Zvec Logo

Upsert Documents

upsert() works just like insert() — it adds one or more new documents (Doc) to a collection.

The key difference is that if a document with the same id already exists, it will be overwritten.

  • Use upsert() if you want to overwrite an existing document (or don't mind replacing it).
  • Use insert() if you want to avoid accidentally overwriting a document — insert() will fail if a document with the same id already exists.

Performance Tip:
New vectors are initially buffered for fast ingestion. For optimal search performance, call optimize() after upserting a large batch of documents.


Document Doc

Each Doc passed to upsert() must:

  • Have an id (if a document with the same id already exists, it will be replaced)
  • Provide data that matches the collection's schema:
    1. Scalar fields go in the fields dictionary (field names as keys)
    2. Vector embeddings go in the vectors dictionary (vector names as keys)
  • You can omit nullable scalar fields if a document doesn't have a value for them

Upsert a Single Document

Assume you already have a collection with the following schema:

  • A scalar field: text (string)
  • A dense vector embedding: text_embedding (4-dimensional FP32 vector)

    The 4-dimensional vector is for demonstration only — real-world embeddings are usually much larger.

You've also opened the collection and have a collection object ready.

Now, upsert a document like this:

Upsert a document
import zvec

# Create a document
doc = zvec.Doc(  
    id="text_1",  # ← must be unique
    vectors={
        "text_embedding": [0.1, 0.2, 0.3, 0.4],  # ← must match the vector name
                          # ↑ list of floats; list length = dimension (4)
    },
    fields={
        "text": "This is a sample text.",  # ← must match the scalar field name
    },
)

# Upsert the document
result = collection.upsert(doc)  
print(result)  # {"code": 0} means success

The upsert() method returns a Status object for single-document upsertion.

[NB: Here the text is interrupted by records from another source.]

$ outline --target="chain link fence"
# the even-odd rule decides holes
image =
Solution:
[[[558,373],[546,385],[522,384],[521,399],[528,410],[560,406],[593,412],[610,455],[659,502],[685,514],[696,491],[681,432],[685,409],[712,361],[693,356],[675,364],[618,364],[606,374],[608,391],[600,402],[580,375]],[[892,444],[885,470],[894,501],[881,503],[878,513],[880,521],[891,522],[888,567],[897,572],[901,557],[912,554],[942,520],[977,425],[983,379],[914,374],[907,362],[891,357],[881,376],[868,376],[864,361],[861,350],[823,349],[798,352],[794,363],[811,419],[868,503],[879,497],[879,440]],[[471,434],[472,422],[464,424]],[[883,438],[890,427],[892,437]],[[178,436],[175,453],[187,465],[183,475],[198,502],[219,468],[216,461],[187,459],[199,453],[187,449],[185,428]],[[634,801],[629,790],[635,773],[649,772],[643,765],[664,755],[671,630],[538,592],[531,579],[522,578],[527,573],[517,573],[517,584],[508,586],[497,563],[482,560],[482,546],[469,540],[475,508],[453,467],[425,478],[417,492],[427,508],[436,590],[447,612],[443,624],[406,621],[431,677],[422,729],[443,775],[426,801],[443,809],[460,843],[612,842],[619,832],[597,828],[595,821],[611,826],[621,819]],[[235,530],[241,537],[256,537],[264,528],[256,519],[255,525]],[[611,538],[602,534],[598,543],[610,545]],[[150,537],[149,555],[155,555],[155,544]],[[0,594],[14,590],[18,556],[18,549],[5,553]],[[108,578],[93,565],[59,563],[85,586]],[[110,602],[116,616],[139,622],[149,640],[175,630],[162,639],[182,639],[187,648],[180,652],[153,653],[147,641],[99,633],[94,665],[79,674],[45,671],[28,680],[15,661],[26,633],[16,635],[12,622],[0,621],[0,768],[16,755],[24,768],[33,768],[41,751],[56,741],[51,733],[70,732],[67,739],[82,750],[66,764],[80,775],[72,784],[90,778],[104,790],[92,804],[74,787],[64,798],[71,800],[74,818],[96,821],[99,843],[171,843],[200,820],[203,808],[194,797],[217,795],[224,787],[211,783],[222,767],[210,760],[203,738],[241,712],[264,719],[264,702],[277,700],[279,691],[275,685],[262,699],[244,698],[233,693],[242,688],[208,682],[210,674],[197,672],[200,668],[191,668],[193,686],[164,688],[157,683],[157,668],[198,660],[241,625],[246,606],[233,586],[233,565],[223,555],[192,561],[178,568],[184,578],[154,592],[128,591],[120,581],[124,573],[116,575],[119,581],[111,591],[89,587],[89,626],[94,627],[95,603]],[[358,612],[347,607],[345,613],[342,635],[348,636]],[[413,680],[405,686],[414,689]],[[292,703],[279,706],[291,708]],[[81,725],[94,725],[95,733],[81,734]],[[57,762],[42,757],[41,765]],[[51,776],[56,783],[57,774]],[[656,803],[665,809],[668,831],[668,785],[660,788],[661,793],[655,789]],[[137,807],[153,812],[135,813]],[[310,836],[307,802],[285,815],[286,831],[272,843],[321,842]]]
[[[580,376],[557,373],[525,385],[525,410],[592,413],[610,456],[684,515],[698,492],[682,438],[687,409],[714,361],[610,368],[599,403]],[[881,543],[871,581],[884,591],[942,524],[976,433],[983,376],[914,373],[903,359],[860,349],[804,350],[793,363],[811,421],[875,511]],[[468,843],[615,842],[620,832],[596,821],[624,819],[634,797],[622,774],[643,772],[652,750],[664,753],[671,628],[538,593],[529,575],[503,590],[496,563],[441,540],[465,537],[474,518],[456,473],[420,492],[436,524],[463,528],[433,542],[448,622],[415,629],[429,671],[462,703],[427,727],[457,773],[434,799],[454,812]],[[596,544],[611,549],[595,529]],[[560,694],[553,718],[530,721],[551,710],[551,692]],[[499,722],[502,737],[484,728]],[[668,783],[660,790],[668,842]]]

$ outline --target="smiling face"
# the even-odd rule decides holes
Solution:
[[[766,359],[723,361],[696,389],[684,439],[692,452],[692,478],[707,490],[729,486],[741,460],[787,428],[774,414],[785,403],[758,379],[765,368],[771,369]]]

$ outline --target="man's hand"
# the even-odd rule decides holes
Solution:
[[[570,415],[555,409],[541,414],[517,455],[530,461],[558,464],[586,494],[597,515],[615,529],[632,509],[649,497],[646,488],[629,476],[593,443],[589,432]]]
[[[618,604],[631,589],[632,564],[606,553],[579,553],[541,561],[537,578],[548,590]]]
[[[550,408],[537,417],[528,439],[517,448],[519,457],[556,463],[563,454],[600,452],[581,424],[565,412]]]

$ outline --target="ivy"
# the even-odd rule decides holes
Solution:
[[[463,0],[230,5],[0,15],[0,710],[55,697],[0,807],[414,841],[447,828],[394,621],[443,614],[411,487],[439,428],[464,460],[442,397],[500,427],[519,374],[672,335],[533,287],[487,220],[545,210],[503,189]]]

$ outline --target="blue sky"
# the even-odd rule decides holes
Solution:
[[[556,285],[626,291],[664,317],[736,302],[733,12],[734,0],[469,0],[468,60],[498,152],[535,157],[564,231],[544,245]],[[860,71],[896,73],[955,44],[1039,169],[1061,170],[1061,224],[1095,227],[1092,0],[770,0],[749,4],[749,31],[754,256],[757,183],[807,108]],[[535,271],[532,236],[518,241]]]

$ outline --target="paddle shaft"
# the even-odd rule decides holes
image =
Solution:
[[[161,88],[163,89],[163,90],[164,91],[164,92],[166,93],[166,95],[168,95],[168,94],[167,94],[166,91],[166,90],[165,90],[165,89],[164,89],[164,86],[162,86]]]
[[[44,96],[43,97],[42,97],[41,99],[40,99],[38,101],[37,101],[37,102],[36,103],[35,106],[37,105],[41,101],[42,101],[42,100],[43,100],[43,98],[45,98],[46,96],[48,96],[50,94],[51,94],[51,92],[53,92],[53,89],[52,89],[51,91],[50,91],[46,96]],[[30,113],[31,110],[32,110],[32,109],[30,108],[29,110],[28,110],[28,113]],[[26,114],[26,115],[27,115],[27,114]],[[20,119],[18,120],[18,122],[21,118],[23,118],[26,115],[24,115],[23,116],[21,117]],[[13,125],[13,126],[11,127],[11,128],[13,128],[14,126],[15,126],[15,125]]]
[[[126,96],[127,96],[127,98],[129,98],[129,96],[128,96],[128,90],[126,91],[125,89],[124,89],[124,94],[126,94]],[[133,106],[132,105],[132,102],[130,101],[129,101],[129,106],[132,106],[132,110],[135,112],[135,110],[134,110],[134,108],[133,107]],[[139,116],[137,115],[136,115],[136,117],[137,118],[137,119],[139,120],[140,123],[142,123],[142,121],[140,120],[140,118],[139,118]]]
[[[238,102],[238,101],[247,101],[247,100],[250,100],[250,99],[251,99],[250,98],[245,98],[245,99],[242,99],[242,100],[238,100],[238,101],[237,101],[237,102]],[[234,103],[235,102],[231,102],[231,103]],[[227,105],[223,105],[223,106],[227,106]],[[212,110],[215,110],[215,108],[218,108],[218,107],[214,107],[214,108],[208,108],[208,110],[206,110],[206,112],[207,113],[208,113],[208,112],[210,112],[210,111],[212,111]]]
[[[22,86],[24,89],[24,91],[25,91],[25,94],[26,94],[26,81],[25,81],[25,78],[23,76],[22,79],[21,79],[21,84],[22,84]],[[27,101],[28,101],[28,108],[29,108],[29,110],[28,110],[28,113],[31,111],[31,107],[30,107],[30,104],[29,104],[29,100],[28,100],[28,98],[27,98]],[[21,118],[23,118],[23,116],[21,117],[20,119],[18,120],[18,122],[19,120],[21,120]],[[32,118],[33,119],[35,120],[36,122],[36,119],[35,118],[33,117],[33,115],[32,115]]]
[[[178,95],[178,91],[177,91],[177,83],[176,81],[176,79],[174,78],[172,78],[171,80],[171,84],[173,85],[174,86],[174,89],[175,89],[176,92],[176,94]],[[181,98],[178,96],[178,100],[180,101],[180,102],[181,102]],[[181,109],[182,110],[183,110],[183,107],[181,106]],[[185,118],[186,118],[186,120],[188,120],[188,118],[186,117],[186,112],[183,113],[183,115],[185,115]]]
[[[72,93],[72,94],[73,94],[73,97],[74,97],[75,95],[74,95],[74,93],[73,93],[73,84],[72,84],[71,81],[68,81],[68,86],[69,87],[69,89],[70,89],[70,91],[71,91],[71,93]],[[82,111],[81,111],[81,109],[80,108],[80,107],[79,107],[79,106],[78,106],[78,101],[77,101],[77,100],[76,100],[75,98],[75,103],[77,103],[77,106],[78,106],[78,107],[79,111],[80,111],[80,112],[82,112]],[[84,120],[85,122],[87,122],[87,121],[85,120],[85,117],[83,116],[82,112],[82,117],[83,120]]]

  • {"code": 0} indicates success.
  • Non-zero codes indicate failure.

Successfully upserted documents are immediately available for querying 🚀.


Upsert a Batch of Documents

To upsert multiple documents at once, pass a list of Doc objects to upsert().
Each Doc is processed independently, and the method returns a list of Status objects — one per document.

Upsert a batch of documents
import zvec

result = collection.upsert(  
    [
        zvec.Doc(
            id="text_1",
            vectors={"text_embedding": [0.1, 0.2, 0.3, 0.4]},
            fields={"text": "This is a sample text."},
        ),
        zvec.Doc(
            id="text_2",
            vectors={"text_embedding": [0.4, 0.3, 0.2, 0.1]},
            fields={"text": "This is another sample text."},
        ),
        zvec.Doc(
            id="text_3",
            vectors={"text_embedding": [-0.1, -0.2, -0.3, -0.4]},
            fields={"text": "One more sample text."},
        ),
    ]
)

print(result)  # [{"code":0}, {"code":0}, {"code":0}]

A failure in one document (e.g., missing a required field or invalid data type) does not stop the others from being upserted.
🔍 Always check each Status in the result list.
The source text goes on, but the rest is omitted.